En 2013 et 2014, le musée du Louvre a entrepris la restauration de la Victoire de Samothrace, la célèbre sculpture placée en haut de l’escalier Daru du Louvre. Cette restauration est la quatrième réalisée par le musée (la précédente eut lieu en 1934) ; elle a consisté à améliorer l’aspect du monument par le nettoyage de chaque élément ainsi que par la suppression du bloc de marbre gris qui, depuis 1934, servait de socle à la statue. Cette dernière restauration a également permis aux équipes de conservateurs/trices et de restaurateurs/trices, de compléter cet ensemble d’époque hellénistique par des fragments stockés dans les réserves depuis les premières missions archéologiques.

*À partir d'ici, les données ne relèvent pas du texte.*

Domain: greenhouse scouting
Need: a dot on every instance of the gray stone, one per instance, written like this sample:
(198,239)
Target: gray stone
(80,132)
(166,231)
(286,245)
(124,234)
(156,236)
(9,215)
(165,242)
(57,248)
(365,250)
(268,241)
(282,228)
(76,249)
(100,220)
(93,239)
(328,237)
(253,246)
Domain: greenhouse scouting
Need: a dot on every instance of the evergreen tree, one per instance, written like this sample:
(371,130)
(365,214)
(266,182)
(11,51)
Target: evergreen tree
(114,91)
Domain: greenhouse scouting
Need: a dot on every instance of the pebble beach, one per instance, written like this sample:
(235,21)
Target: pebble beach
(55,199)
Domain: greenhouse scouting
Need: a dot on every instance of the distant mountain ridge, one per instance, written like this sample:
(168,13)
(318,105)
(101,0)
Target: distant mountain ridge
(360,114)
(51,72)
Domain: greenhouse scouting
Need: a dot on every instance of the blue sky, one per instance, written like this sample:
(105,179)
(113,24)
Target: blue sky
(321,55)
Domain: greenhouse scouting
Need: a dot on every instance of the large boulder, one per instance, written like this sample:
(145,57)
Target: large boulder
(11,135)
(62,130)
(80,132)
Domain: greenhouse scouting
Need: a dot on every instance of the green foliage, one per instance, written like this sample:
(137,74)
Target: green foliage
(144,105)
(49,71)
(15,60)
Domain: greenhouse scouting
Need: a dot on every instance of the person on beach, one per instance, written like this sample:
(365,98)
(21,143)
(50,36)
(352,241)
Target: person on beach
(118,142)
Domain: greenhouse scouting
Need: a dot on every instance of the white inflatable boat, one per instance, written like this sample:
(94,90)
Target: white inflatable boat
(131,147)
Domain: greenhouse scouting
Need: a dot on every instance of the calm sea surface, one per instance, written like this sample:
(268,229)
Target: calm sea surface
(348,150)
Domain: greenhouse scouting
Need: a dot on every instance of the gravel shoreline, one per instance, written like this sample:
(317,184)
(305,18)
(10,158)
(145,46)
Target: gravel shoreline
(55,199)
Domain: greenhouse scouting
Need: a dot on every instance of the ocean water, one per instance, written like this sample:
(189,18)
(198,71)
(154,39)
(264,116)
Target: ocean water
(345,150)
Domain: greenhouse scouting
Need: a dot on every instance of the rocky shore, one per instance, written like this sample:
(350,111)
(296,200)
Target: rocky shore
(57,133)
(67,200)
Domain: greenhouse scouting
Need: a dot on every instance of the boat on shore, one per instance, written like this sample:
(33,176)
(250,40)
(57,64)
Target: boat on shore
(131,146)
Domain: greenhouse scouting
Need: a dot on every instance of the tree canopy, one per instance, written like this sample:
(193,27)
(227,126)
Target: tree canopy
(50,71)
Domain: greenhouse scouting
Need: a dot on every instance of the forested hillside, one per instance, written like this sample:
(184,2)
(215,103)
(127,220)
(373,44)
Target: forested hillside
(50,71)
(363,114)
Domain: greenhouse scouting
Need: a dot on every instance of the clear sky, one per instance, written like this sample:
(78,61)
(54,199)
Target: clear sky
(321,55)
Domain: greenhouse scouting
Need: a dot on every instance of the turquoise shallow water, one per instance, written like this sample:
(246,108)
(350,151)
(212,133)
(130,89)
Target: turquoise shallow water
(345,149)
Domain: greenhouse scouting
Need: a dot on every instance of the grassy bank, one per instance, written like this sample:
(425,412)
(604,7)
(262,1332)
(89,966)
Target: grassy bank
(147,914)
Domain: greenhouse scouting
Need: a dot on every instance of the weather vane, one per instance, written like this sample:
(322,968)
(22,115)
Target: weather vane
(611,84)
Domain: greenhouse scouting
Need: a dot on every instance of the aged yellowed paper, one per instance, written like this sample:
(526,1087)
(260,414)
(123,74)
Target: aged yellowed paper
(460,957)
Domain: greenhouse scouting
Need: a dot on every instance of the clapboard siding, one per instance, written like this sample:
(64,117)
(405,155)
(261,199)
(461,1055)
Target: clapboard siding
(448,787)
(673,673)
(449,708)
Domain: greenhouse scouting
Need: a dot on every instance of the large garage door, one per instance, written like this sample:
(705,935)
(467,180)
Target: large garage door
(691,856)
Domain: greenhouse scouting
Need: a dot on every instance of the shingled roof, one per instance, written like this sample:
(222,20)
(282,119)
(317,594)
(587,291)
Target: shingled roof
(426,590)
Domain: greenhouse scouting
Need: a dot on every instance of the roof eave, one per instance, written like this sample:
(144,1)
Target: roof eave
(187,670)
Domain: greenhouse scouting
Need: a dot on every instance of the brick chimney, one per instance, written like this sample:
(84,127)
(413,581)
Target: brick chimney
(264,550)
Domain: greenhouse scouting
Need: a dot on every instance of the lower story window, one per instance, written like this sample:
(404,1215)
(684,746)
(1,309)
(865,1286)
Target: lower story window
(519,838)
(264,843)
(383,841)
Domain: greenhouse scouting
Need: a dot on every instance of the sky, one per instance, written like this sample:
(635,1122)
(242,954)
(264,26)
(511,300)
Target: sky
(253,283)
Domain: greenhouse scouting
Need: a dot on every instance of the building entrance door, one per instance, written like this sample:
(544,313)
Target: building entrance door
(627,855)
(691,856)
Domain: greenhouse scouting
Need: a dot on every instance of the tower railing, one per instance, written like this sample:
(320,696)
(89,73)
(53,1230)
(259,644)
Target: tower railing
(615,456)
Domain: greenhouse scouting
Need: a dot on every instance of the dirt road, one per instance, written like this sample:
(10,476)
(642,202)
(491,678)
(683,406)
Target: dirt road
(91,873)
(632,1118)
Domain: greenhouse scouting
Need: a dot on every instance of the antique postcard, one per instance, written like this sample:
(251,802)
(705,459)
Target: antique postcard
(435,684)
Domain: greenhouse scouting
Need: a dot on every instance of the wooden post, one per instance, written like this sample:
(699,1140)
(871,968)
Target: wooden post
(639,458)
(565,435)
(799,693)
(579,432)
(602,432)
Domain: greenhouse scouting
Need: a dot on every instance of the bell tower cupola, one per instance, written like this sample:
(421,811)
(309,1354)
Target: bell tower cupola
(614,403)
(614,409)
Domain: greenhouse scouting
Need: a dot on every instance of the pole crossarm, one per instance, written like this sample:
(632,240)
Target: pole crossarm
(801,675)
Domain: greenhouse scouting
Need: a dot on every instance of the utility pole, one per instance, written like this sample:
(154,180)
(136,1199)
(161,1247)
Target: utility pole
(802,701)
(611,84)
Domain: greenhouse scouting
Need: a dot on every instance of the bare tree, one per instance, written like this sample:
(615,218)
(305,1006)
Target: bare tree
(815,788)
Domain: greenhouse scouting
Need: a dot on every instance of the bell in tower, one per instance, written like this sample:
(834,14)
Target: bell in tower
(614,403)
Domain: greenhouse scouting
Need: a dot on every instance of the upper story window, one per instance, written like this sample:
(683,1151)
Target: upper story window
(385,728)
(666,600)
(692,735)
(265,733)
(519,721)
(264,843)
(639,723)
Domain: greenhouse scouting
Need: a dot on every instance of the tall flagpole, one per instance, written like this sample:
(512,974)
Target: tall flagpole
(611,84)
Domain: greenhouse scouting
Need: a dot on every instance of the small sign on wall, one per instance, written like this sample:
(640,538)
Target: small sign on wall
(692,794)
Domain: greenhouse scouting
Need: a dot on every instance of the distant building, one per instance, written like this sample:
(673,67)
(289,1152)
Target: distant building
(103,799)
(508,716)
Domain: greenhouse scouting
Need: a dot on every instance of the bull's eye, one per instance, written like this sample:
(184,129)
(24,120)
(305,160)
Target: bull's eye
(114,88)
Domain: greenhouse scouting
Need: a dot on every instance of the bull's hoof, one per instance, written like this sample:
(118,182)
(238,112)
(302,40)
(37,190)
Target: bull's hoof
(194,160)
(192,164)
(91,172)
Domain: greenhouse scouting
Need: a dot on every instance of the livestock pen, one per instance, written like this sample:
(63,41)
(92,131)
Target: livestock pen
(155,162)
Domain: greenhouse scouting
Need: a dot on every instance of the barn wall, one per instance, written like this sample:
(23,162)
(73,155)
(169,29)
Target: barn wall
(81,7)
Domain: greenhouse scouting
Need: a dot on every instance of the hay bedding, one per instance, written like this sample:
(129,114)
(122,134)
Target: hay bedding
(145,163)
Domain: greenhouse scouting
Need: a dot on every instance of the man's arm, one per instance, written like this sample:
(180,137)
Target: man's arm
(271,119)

Mais, surtout, cela a été l’occasion d’étudier précisément et de vérifier le rôle et l’emplacement d’un bloc laissé à Samothrace en 1879 par Charles Champoiseau, le 17e bloc qui vient combler le vide à l’arrière de l’assise supérieure du navire, et qui soutenait la statue. C’est l’histoire de ce bloc, brisé en deux, et resté depuis sur l’île de Samothrace, située au nord de la mer Égée, qui a retenu l’attention d’Arnaud Vasseux.

Le bloc brisé, aujourd’hui conservé sur son site d’origine, dans le sanctuaire des Grands Dieux, incarne, une dimension d’hypothèse, une puissance de question, une réalité matérielle et artistique qui concernent autant le monument lui-même que ceux qui s’intéressent à la sculpture. L’exposition conçue pour le musée des moulages présentera les copies des deux fragments, ainsi qu’un ensemble de documents qui retrace l’observation et l’étude du bloc. D’une certaine manière, il s’agira en s’interrogeant sur notre rapport à l’histoire et à la sculpture de tenter de venir combler l’emplacement vide, le creux invisible aux visiteurs du Louvre, du fameux monument.